If this is the work of theology, then the work of reading and understanding the Scriptures is a labor of love. It is a courtship, of sorts. Not the cold, clinical dissection of a dead text, but a living encounter with the God who loves us, and reveals himself to us in and through his Word, by the power of his Holy Spirit breathed intimately upon us and into us. Each verse becomes a love letter, each chapter a rendezvous, each book an epic romance spanning the breadth of human experience and divine mystery.
Consider this an invitation to erotic hermeneutics. To engage with holy texts not merely as distant scholars, but as impassioned lovers, seeking union with the Divine through the written word. It is in this space between intellect and passion that we find a deeper, richer understanding of sacred texts because it is a “standing under,” and not “mastery over.” A reading that is at once a scholarly discipline, and an erotic adventure.

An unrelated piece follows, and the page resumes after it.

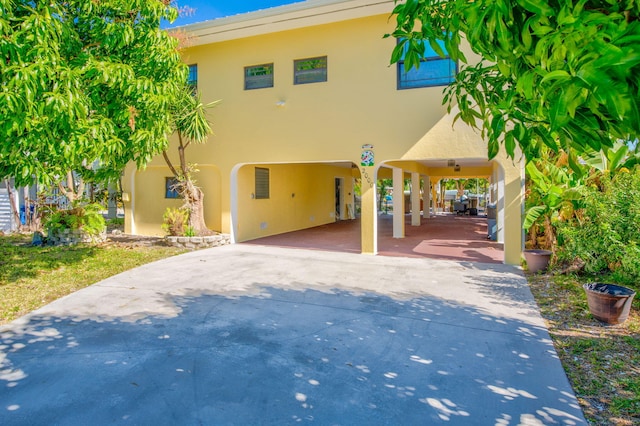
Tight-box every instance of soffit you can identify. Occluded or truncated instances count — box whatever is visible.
[170,0,394,46]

But what does it mean to approach Scripture erotically? It is to recognize that our engagement with the text is not merely cerebral, but wholly embodied. We bring to it not just our minds, but our hearts, our bodies, our desires, our fears, our hopes. We come to the text as whole persons, created in the image of a God who is love itself.
Let us consider the act of interpretation as a form of lovemaking. Just as lovers seek to know each other deeply, intimately, so too do we seek to know the text, to explore its contours, to delight in its beauty, to wrestle with its challenges. We allow ourselves to be vulnerable before it, to be changed by it, to be drawn out of ourselves and into a deeper union with the Divine.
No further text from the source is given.